Un paragrafo a parte, in quella serata, meritano i giornalisti: tutti a stracciarsi le vesti, tutti a sottolineare che uno così “in ogni Paese del mondo si sarebbe già dimesso”, che “è così attaccato alla poltrona da non mollare nemmeno ora” e via, di banalità in banalità. La cosa che mi ha colpito è che molti di loro conoscevano il sindaco, ci avevano avuto a che fare, sapevano che è una persona sinceramente appassionata alla propria comunità. Non ne ho sentito uno che esprimesse dispiacere per quanto era successo, non uno mosso a compassione per una persona che aveva sbagliato - anche tanto, indubbiamente -, ma che aveva anche ammesso il suo errore e chiesto ripetutamente scusa a tutti. Non un solo cronista, di quelli che fino al giorno prima gli offrivano pagine e gli chiedevano dichiarazioni, è stato sfiorato dal dubbio che se Pezzoni in quell’occasione aveva deciso di non lasciare immediatamente la carica avrebbe potuto farlo per senso di responsabilità, perché mollare in quel momento avrebbe significato sforare il patto di stabilità, bloccare le opere in essere, non pagare i fornitori e consegnare anzitempo il Comune a un Commissario che svolgerebbe unicamente l’ordinaria amministrazione.

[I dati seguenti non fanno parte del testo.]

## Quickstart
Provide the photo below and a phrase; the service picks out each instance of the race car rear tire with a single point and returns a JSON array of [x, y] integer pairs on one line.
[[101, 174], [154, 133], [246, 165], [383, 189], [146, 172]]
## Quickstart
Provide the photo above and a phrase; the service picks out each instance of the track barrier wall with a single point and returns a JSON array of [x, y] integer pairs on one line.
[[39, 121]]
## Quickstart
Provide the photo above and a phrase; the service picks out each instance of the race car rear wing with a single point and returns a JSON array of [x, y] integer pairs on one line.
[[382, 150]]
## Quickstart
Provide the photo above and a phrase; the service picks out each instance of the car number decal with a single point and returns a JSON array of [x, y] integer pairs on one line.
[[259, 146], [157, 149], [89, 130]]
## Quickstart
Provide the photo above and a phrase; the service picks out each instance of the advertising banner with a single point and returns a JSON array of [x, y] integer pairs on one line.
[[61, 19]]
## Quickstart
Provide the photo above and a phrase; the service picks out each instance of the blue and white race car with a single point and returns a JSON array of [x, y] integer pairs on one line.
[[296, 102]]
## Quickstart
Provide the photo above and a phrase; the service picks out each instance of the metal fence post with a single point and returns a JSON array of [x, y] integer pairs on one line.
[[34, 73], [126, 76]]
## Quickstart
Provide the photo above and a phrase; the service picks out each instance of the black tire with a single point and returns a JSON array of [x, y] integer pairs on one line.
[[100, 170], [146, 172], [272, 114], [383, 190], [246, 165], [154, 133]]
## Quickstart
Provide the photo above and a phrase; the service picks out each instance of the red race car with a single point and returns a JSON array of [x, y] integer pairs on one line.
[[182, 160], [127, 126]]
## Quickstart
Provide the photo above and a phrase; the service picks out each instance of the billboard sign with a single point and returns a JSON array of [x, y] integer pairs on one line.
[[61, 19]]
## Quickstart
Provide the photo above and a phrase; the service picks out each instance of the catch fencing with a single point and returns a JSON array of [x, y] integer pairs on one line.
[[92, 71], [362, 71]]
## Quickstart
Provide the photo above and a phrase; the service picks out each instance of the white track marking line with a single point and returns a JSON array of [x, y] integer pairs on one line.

Niente, tutti in coro a ripetere i mantra grillini, tutti a recitare il canovaccio imposto dalla correttezza legalitaria. Personalmente mi sarei aspettato che cronisti con tanto fiuto indagassero un po’ anche sui retroscena politici dell’accaduto. Magari ci potrebbe essere qualcosa di più oltre alla ricostruzione offerta dagli Sherlock Holmes del Corriere. Invece, semplici frasi indignate e scontate, buone solo ad aizzare le folle.

Infine, permettetemi anche una piccola nota sulla tempistica della magistratura: proprio quel martedì, prima del consiglio, la Guardia di Finanza ha fatto visita agli uffici del Comune e in contemporanea si è appreso che il sindaco e quattro assessori risultavano indagati per abuso di ufficio. La delibera di Giunta incriminata è del 2012, gli atti cartacei richiesti dalla Procura sono stati consegnati a maggio 2014 e il primo giorno libero per la perquisizione, e per iscrivere primo cittadino e giunta tra gli indagati, è stato proprio quel martedì 29 settembre 2015. Che coincidenza! Che tempismo! Sarà, ma a me certe cose provocano un po’ di disagio. E comunque sia, il sindaco sotto inchiesta, per alcuni è stato un motivo in più per “dargli al bugiardo”, per altri – leggi Forza Italia, che con Pezzoni ha più di un conto aperto - un regalo inaspettato.

«Voglio portare avanti con senso di responsabilità gli aspetti più importanti del mio mandato e lo faccio per la nostra città. Poi rassegnerò le dimissioni», ha detto Pezzoni l’altro giorno annunciando la data dell'uscita di scena. Non avevamo dubbi. Buon compleanno e buona fortuna, sindaco. A me dispiace che sia finita così.